In questo contesto quale autopercezione di sé hanno i docenti? «In genere è realista e tien conto della molteplicità di funzioni che la società ormai attribuisce alla scuola. L’allargamento del diritto all’istruzione ha, infatti, aumentato le sue funzioni: oltre a socializzazione e selezione oggi si chiede la promozione del benessere, della salute, delle caratteristiche del singolo, quella che viene chiamata più ampiamente una funzione educativa». Il punto, dice Triani, è che tutti concordano, formalmente, sulla funzione educativa. La questione vera si pone, piuttosto, sul capire che cosa ciò significhi, nel concreto.
 
Strumenti di crescita
Dall’osservatorio sul mondo della scuola il professor Triani traccia alcune priorità: parlare di «docente-educatore» significa essere consapevoli che già il modo con cui ci si relaziona con i ragazzi e con cui si insegna inciderà sul ragazzo stesso, su come si rapporterà con gli adulti e con il sapere: «C’è una responsabilità educativa nel modo di stare e di lavorare con i ragazzi». 

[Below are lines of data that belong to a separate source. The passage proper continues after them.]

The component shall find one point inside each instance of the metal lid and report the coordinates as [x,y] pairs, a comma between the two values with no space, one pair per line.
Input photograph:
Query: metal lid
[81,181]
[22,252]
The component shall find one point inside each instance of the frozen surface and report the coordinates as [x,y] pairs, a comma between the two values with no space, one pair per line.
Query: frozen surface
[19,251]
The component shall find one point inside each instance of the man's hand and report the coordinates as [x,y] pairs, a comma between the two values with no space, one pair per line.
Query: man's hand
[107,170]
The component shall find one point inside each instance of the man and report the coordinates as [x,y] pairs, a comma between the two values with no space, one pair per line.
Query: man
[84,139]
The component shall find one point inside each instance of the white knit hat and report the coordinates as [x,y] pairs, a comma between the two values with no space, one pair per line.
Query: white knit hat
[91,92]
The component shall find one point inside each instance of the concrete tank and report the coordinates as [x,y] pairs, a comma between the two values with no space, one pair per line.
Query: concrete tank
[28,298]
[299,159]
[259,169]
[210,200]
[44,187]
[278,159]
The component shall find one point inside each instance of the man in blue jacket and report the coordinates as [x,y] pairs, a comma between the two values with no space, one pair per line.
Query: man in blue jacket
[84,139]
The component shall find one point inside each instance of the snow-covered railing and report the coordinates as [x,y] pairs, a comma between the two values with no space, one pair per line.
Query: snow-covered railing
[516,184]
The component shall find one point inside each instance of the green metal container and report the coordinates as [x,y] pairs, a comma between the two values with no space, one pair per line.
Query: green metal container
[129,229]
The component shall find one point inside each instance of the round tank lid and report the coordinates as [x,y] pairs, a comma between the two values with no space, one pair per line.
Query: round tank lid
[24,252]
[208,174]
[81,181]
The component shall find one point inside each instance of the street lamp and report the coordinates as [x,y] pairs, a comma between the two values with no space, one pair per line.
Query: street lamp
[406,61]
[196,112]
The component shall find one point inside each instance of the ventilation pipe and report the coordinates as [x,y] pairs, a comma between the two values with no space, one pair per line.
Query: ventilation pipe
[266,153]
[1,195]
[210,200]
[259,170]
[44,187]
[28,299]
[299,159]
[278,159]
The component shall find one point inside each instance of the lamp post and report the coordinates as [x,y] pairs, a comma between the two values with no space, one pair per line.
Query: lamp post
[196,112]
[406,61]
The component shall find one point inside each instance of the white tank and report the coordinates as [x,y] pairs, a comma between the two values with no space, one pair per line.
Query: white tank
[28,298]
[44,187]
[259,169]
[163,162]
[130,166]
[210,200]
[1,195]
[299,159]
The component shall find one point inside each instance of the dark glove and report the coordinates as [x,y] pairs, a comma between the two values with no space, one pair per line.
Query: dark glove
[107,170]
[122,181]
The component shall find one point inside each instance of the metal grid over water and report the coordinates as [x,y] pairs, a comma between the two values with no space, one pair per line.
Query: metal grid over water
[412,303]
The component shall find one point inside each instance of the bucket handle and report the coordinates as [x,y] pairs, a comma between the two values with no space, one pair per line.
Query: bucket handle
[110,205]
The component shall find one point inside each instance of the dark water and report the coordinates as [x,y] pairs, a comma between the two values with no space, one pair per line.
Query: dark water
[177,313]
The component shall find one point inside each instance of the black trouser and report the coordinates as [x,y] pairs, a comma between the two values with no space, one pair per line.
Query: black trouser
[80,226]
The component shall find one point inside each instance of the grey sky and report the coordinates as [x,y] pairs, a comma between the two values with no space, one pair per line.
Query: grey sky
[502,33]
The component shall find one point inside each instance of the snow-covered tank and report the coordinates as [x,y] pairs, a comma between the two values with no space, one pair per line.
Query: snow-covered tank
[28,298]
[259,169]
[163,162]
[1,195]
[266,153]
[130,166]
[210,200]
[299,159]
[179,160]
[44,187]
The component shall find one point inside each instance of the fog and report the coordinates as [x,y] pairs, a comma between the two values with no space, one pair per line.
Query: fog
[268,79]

C’è poi una responsabilità sui contenuti, su che cosa, ma anche su come si insegna. «Gli insegnanti dovrebbero cominciare a considerare la portata educativa della loro didattica quotidiana, accrescere la loro competenza conoscitiva delle discipline che vanno a insegnare. Accanto a tutto questo dovrebbero avere, a mio avviso, tre attenzioni tra le tante: la gestione della relazione con i ragazzi, la costruzione delle dinamiche della classe, la promozione del successo scolastico dei singoli ragazzi, cercando di muoversi in  un’ottica di pluralità metodologica proprio per cercare di garantire a tutti l’apprendimento».
Il passaggio culturale da fare è questo: l’insegnamento è uno strumento, non il fine dell’insegnante.

«L’obiettivo dell’insegnamento è l’apprendimento e, di conseguenza, lo sviluppo e la crescita del ragazzo. Già condividere questo principio sarebbe un passaggio molto importante».